Hande clases have the same basic semantics as Thyra::RCP for copy construction and assignment and infact they all use Thyra::RCP internally to point to the underlying Thyra base objects. For an example of their use, see the function sillierCgSolve() which calls silliestCgSolve().
"Standard" non-member wrapper functions for vector (and multi-vector) reduction/transformation operations
While the use of the RTOpPack::RTOpT interface class and the single Thyra::VectorBase::applyOp() function provide an elegant and efficient solution for the interoperability of vector interfaces, it is not the easiest API for developing ANAs. However, a number of easy to use C++ wrapper functions for many different vector and multi-vector operations is already provided:
- Collection of all vector operations
- Collection of all multi-vector operations
These C++ wrapper functions rely on pre-implemented RTOpPack::RTOpT subclasses. Adding new RTOpPack::RTOpT subclasses and new wrapper functions for new vector and multi-vector reduction/transformation operations is an easy matter for an experienced C++ developer who understands RTOpPack::RTOpT (please contact rabartl@sandia.gov if you need a new vector or multi-vector operation that is not already supported).
Implicit vector space, vector, multi-vector and linear operator subclasses
One of the big advantages of having a set of abstract interfaces to operators and vectors is that it is quite easy to define some very useful aggregate subclasses that allow one or more individual objects be treated as a single object (see the "Composite" and "Decorator" design patterns in the GoF's "Design Patterns" book).

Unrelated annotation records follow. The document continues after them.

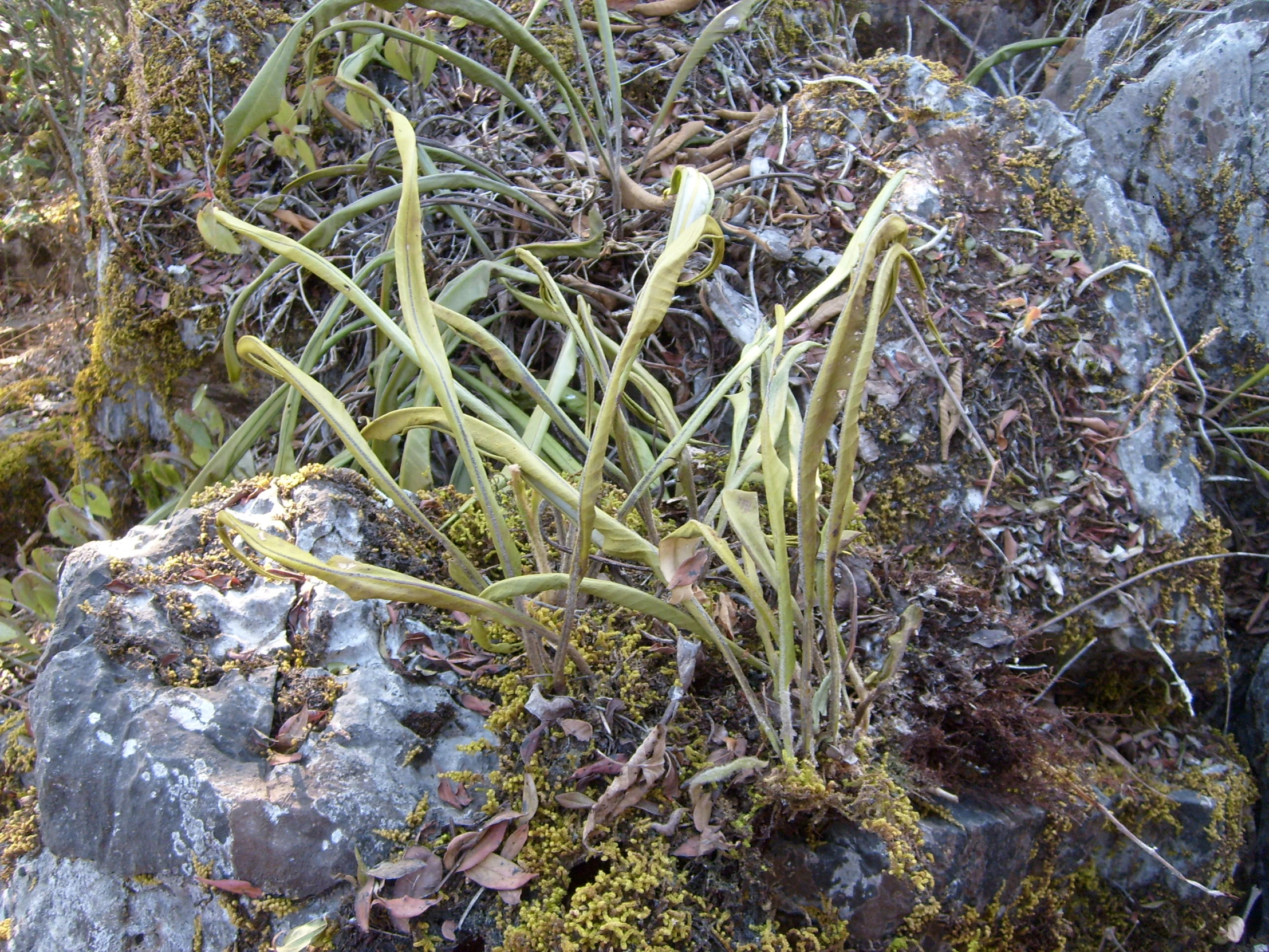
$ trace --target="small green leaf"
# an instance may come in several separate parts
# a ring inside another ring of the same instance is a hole
[[[57,616],[57,588],[30,569],[13,580],[13,598],[43,622],[51,622]]]
[[[349,93],[352,96],[352,93]],[[355,116],[353,118],[357,118]],[[273,151],[279,159],[294,159],[296,157],[296,141],[284,132],[278,133],[273,137]]]
[[[198,212],[198,234],[217,251],[227,255],[242,254],[242,246],[233,237],[233,232],[212,217],[209,204],[204,204]]]
[[[297,925],[274,944],[275,952],[305,952],[326,932],[326,919],[312,919]]]
[[[24,635],[25,632],[13,622],[0,621],[0,642],[16,641]]]
[[[57,571],[62,567],[62,556],[66,555],[63,548],[52,548],[49,546],[41,546],[30,552],[30,564],[36,566],[36,571],[43,575],[49,581],[56,581]]]
[[[70,500],[71,505],[88,509],[99,519],[109,519],[113,512],[110,509],[110,498],[95,482],[75,484],[66,494],[66,499]]]
[[[308,169],[308,171],[317,171],[317,156],[313,155],[312,146],[310,146],[307,140],[303,138],[297,138],[294,142],[296,154],[299,156],[299,161],[305,164],[305,168]]]
[[[57,503],[48,510],[48,531],[67,546],[82,546],[94,534],[88,517],[70,503]]]

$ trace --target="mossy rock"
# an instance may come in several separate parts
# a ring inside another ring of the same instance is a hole
[[[44,480],[63,484],[71,475],[70,440],[61,424],[42,423],[34,429],[0,440],[0,485],[5,505],[0,509],[0,539],[22,545],[44,526],[48,493]],[[0,552],[0,566],[13,564],[13,547]]]

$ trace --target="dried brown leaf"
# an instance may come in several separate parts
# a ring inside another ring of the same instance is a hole
[[[681,806],[674,807],[674,812],[670,814],[665,823],[654,823],[652,830],[661,834],[662,836],[673,836],[678,829],[679,824],[683,823],[683,815],[688,812]]]
[[[456,787],[448,777],[440,778],[440,783],[437,784],[437,796],[456,810],[471,806],[472,802],[472,795],[467,792],[467,786],[459,782]]]
[[[685,840],[683,845],[674,850],[674,854],[683,857],[708,856],[716,849],[727,849],[730,845],[722,835],[722,829],[711,826],[699,836]]]
[[[483,834],[483,830],[467,830],[466,833],[459,833],[449,840],[449,845],[445,847],[445,868],[453,869],[454,863],[458,862],[458,857],[462,856],[463,850],[478,840]]]
[[[486,701],[482,697],[476,697],[475,694],[463,694],[459,701],[463,707],[468,711],[475,711],[482,717],[489,717],[494,712],[494,702]]]
[[[582,828],[582,843],[595,829],[617,819],[641,801],[665,773],[665,725],[648,731],[638,750],[608,784],[608,790],[595,801]]]
[[[357,927],[362,932],[371,930],[371,899],[374,892],[374,880],[367,878],[357,887],[357,897],[353,900],[353,916]]]
[[[392,883],[392,895],[426,899],[440,889],[445,878],[445,864],[426,847],[410,847],[405,854],[410,859],[423,859],[423,866]]]
[[[412,873],[416,869],[421,869],[426,866],[428,861],[424,857],[410,857],[405,859],[388,859],[387,862],[373,866],[365,871],[367,876],[373,876],[376,880],[400,880],[407,873]]]
[[[695,10],[699,5],[700,0],[656,0],[651,4],[636,4],[631,8],[631,13],[637,13],[640,17],[671,17]]]
[[[961,425],[961,411],[957,410],[956,405],[961,400],[963,391],[963,362],[952,362],[952,371],[948,373],[948,390],[944,390],[943,396],[939,397],[939,452],[943,456],[943,462],[948,461],[948,453],[952,449],[952,437]]]
[[[727,599],[727,604],[731,605],[731,598],[723,593],[718,597],[718,604],[722,605],[722,599]],[[731,608],[731,616],[735,618],[736,609]],[[731,635],[731,625],[725,626],[727,633]],[[687,691],[692,687],[693,679],[697,677],[697,658],[700,655],[700,642],[693,641],[692,638],[685,638],[679,636],[679,642],[674,649],[674,660],[679,668],[679,684]]]
[[[467,850],[467,856],[458,863],[458,872],[467,872],[473,866],[483,862],[485,857],[497,850],[503,845],[503,838],[506,835],[506,825],[504,820],[485,830],[472,848]]]
[[[590,810],[595,805],[594,798],[575,790],[556,793],[556,802],[567,810]]]
[[[533,691],[529,692],[529,699],[524,702],[524,710],[542,724],[553,724],[572,710],[572,698],[557,694],[548,701],[542,697],[542,691],[534,684]]]
[[[537,876],[537,873],[525,872],[510,859],[500,857],[497,853],[490,853],[477,866],[466,869],[464,875],[477,886],[497,890],[499,892],[503,890],[518,890]]]
[[[511,830],[511,835],[503,840],[503,848],[499,854],[506,857],[508,859],[515,859],[524,849],[524,844],[529,842],[529,825],[522,824]]]
[[[246,880],[204,880],[202,876],[195,876],[194,878],[209,889],[233,892],[235,895],[246,896],[247,899],[260,899],[264,896],[263,889],[253,886]]]
[[[520,791],[520,811],[524,815],[524,823],[534,817],[538,812],[538,784],[533,779],[533,774],[524,773],[524,790]]]
[[[416,915],[423,915],[434,905],[437,905],[439,899],[416,899],[415,896],[396,896],[395,899],[376,899],[374,905],[383,906],[388,910],[388,915],[392,919],[392,924],[396,927],[397,932],[406,935],[410,934],[410,920]]]
[[[575,717],[565,717],[560,721],[560,726],[563,727],[563,732],[567,734],[574,740],[580,740],[582,744],[588,743],[593,736],[595,736],[595,729],[591,726],[590,721],[581,721]]]

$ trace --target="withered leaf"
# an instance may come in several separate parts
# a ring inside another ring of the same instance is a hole
[[[674,812],[670,814],[665,823],[654,823],[652,830],[660,833],[662,836],[673,836],[679,829],[679,824],[683,823],[683,815],[688,812],[681,806],[674,807]]]
[[[736,599],[728,595],[726,592],[718,593],[718,599],[714,603],[714,619],[717,619],[718,626],[727,632],[727,637],[736,636]],[[679,666],[679,680],[683,680],[683,666]],[[688,685],[684,684],[684,688]]]
[[[497,890],[499,892],[503,890],[518,890],[537,877],[537,873],[525,872],[510,859],[500,857],[497,853],[490,853],[471,869],[466,869],[463,875],[477,886]]]
[[[458,857],[462,856],[463,850],[478,840],[483,833],[483,830],[467,830],[449,840],[449,845],[445,847],[445,868],[453,869],[454,863],[458,862]]]
[[[674,575],[666,583],[671,589],[680,589],[684,586],[695,585],[697,580],[704,575],[706,565],[709,562],[709,550],[702,548],[699,552],[689,556],[679,564],[679,567],[674,570]]]
[[[458,863],[458,872],[467,872],[473,866],[483,862],[485,857],[494,853],[500,845],[503,845],[503,838],[506,835],[506,820],[496,823],[485,830],[480,839],[467,850],[467,856],[462,858]]]
[[[542,691],[537,684],[529,692],[529,699],[524,702],[524,710],[537,717],[542,724],[553,724],[572,710],[572,698],[562,694],[547,701],[542,697]]]
[[[731,604],[731,598],[723,593],[718,597],[718,605],[722,607],[722,599],[727,599],[727,604]],[[736,609],[731,609],[732,618],[736,616]],[[727,633],[731,633],[731,625],[727,626]],[[687,691],[692,687],[693,679],[697,677],[697,656],[700,654],[700,642],[693,641],[692,638],[685,638],[679,636],[679,644],[674,650],[674,660],[679,666],[679,684]]]
[[[721,828],[709,826],[699,836],[685,840],[683,845],[674,850],[674,854],[683,857],[708,856],[716,849],[727,849],[730,845],[722,835]]]
[[[437,796],[456,810],[462,810],[472,802],[472,795],[467,792],[467,784],[459,782],[456,787],[448,777],[442,777],[437,784]]]
[[[637,13],[641,17],[670,17],[694,10],[699,4],[700,0],[655,0],[651,4],[636,4],[631,8],[631,13]]]
[[[353,900],[353,915],[357,919],[357,927],[362,932],[371,930],[371,900],[374,892],[374,880],[367,878],[360,886],[357,887],[357,897]]]
[[[709,817],[713,816],[713,796],[704,792],[704,787],[689,787],[692,792],[692,825],[697,833],[706,833],[709,829]]]
[[[565,717],[560,721],[560,726],[563,727],[563,732],[570,737],[580,740],[584,744],[595,736],[595,729],[591,726],[590,721],[581,721],[576,717]]]
[[[963,392],[963,362],[952,362],[952,371],[948,373],[948,388],[939,397],[939,452],[943,456],[943,462],[948,461],[948,452],[952,449],[952,437],[961,425],[961,411],[957,410],[956,405]]]
[[[520,824],[514,830],[511,830],[510,836],[503,840],[503,848],[497,852],[501,856],[506,857],[508,859],[515,859],[515,857],[520,854],[520,850],[524,849],[524,844],[528,842],[529,842],[529,825],[527,823]]]
[[[520,743],[520,763],[528,764],[533,759],[533,755],[538,753],[538,748],[542,746],[542,737],[546,731],[547,726],[539,724],[524,735],[524,740]]]
[[[393,896],[426,899],[440,889],[440,883],[445,878],[445,864],[439,856],[426,847],[410,847],[405,850],[405,856],[407,859],[421,859],[423,866],[392,883]]]
[[[421,869],[426,866],[426,859],[423,857],[411,857],[409,859],[388,859],[378,866],[372,866],[365,871],[367,876],[373,876],[376,880],[400,880],[407,873],[412,873],[416,869]]]
[[[520,763],[528,764],[533,759],[533,755],[538,753],[538,748],[542,746],[542,737],[546,735],[546,731],[547,726],[539,724],[524,735],[524,740],[520,743]]]
[[[280,221],[283,225],[289,225],[296,231],[307,235],[310,231],[317,227],[317,222],[312,218],[307,218],[303,215],[296,215],[287,208],[278,208],[273,212],[273,217]]]
[[[462,701],[463,707],[468,711],[475,711],[482,717],[489,717],[494,712],[494,702],[486,701],[482,697],[476,697],[475,694],[463,694],[459,701]]]
[[[595,826],[608,824],[641,801],[664,773],[665,725],[659,724],[648,731],[638,750],[631,755],[622,772],[613,778],[608,790],[590,809],[581,831],[582,843]]]
[[[376,899],[374,905],[383,906],[388,910],[388,916],[392,919],[392,925],[396,927],[397,932],[406,935],[410,934],[410,920],[416,915],[423,915],[434,905],[437,905],[439,899],[418,899],[415,896],[396,896],[393,899]]]
[[[524,815],[524,823],[538,812],[538,784],[528,770],[524,772],[524,790],[520,791],[520,812]]]
[[[619,754],[614,760],[610,757],[599,755],[599,759],[585,767],[579,767],[569,778],[571,781],[585,781],[591,777],[615,777],[626,769],[626,754]]]
[[[264,896],[263,889],[253,886],[246,880],[204,880],[202,876],[195,876],[194,878],[209,889],[233,892],[239,896],[246,896],[247,899],[260,899]]]
[[[566,790],[563,793],[556,793],[556,802],[569,810],[590,810],[590,807],[595,805],[595,801],[591,797],[588,797],[585,793],[575,790]]]
[[[306,701],[303,707],[282,722],[278,736],[273,739],[273,749],[279,754],[289,754],[308,736],[308,702]]]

1. Implicit product vector spaces, vectors and multi-vectors
  One particularly useful category of composite linear algebra objects is the product vector space $\mathcal{X} = \mathcal{V}_0 {}\times \mathcal{V}_1 {}\times {}\ldots {}\times \mathcal{V}_{m-1}$ where $\mathcal{V}_k$ , for $k = 0 {}\ldots {m-1}$ , are different constituent vector spaces. Product vector spaces give rise to product vectors
  
  $x = \left[\begin{array}{c} v_0 \\ v_1 \\ \vdots \\ v_{m-1} \end{array}\right]$
  
  (where $v_0 \in \mathcal{V}_0, v_1 \in \mathcal{V}_1, \ldots, v_{m-1} \in \mathcal{V}_{m-1}$ ) and product multi-vectors
  
  $X = \left[\begin{array}{c} V_0 \\ V_1 \\ \vdots \\ V_{m-1} \end{array}\right].$
  
  (where $V_0 \in \mathcal{V}_0 | \mathcal{D}, V_1 \in \mathcal{V}_1 | \mathcal{D}, \ldots, V_{m-1} \in \mathcal{V}_{m-1} | \mathcal{D}$ and $\mathcal{D}$ is the domain space for the multi-vectors).
  Very general concrete implementations of the product vector space, vector and multi-vector interfaces described here are provided and are shown below:
  - Thyra::DefaultProductVectorSpace is a general concrete implementation of Thyra::ProductVectorSpaceBase that should be sufficient for most use cases.

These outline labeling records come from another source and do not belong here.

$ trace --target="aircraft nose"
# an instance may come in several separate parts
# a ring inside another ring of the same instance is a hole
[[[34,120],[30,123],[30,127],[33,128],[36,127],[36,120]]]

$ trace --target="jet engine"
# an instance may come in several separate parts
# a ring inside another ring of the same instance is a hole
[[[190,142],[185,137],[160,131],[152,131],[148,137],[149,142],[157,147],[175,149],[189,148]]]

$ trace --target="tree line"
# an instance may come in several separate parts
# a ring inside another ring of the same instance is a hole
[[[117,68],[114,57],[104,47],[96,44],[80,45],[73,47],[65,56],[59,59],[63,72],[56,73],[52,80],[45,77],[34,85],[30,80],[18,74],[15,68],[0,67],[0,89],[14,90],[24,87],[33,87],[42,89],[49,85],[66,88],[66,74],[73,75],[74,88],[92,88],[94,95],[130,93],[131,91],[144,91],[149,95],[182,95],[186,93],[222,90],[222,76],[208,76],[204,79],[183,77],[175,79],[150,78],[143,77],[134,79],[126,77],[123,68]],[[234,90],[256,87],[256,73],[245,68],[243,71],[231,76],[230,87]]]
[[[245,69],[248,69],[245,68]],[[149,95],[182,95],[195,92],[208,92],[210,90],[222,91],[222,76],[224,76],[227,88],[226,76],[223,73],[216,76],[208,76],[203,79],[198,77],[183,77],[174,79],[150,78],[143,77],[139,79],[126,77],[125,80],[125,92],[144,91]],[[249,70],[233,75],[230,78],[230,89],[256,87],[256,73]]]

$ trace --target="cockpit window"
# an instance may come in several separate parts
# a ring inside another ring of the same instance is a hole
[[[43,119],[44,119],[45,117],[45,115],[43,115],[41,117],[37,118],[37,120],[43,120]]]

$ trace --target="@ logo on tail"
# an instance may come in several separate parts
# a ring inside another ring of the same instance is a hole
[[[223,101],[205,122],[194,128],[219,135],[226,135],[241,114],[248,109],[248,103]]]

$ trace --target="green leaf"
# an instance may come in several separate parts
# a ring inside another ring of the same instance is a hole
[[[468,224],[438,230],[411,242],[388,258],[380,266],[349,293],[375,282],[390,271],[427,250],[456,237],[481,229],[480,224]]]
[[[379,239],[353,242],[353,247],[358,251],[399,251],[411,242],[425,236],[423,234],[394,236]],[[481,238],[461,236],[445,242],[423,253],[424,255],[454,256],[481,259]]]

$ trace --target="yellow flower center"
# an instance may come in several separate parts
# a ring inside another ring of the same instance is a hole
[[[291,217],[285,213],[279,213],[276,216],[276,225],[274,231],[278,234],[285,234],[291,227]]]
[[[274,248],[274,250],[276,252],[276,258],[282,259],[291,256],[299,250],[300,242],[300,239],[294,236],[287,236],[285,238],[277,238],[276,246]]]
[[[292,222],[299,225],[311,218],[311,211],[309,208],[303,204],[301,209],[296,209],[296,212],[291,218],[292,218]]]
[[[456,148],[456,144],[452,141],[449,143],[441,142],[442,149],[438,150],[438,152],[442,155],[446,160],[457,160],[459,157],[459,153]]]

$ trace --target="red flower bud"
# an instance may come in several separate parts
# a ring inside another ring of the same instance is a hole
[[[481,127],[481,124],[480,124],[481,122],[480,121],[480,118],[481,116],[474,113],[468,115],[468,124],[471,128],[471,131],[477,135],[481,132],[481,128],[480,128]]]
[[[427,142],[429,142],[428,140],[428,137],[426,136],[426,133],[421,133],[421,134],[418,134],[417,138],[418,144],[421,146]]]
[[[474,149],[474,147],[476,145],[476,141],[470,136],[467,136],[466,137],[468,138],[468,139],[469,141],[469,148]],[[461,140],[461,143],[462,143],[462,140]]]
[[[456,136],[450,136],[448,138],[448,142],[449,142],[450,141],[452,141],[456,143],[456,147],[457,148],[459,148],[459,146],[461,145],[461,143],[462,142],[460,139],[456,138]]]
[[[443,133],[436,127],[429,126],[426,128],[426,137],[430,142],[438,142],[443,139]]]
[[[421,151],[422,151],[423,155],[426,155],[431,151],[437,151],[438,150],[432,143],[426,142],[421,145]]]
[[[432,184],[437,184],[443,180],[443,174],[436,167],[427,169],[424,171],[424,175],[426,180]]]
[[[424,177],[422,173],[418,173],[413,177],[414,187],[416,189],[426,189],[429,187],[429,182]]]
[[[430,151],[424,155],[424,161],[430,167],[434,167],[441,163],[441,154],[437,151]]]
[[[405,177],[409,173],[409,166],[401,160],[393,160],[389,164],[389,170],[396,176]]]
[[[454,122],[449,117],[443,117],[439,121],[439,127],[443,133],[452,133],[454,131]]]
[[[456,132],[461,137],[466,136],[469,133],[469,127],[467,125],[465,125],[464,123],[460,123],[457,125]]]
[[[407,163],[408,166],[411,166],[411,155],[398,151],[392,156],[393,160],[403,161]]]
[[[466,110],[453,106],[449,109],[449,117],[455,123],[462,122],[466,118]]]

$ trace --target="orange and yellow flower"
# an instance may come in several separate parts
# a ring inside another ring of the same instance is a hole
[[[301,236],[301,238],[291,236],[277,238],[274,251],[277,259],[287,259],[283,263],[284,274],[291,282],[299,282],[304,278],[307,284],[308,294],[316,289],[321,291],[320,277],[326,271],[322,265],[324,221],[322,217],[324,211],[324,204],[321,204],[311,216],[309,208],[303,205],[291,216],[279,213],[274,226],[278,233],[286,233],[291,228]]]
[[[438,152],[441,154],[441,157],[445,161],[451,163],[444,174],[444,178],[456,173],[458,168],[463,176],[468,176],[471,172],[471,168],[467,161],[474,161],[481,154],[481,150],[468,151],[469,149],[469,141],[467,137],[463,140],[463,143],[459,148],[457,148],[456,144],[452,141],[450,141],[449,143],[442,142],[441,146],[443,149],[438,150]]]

  - Thyra::DefaultProductVector is a general concrete implementation of Thyra::ProductVectorBase that should be sufficient for most use cases.
  - Thyra::DefaultProductMultiVector is a general concrete implementation of Thyra::ProductMultiVectorBase that should be sufficient for most use cases.
  Note that the above concrete subclasses are very efficient for must, but not all, possible use cases for such composite objects.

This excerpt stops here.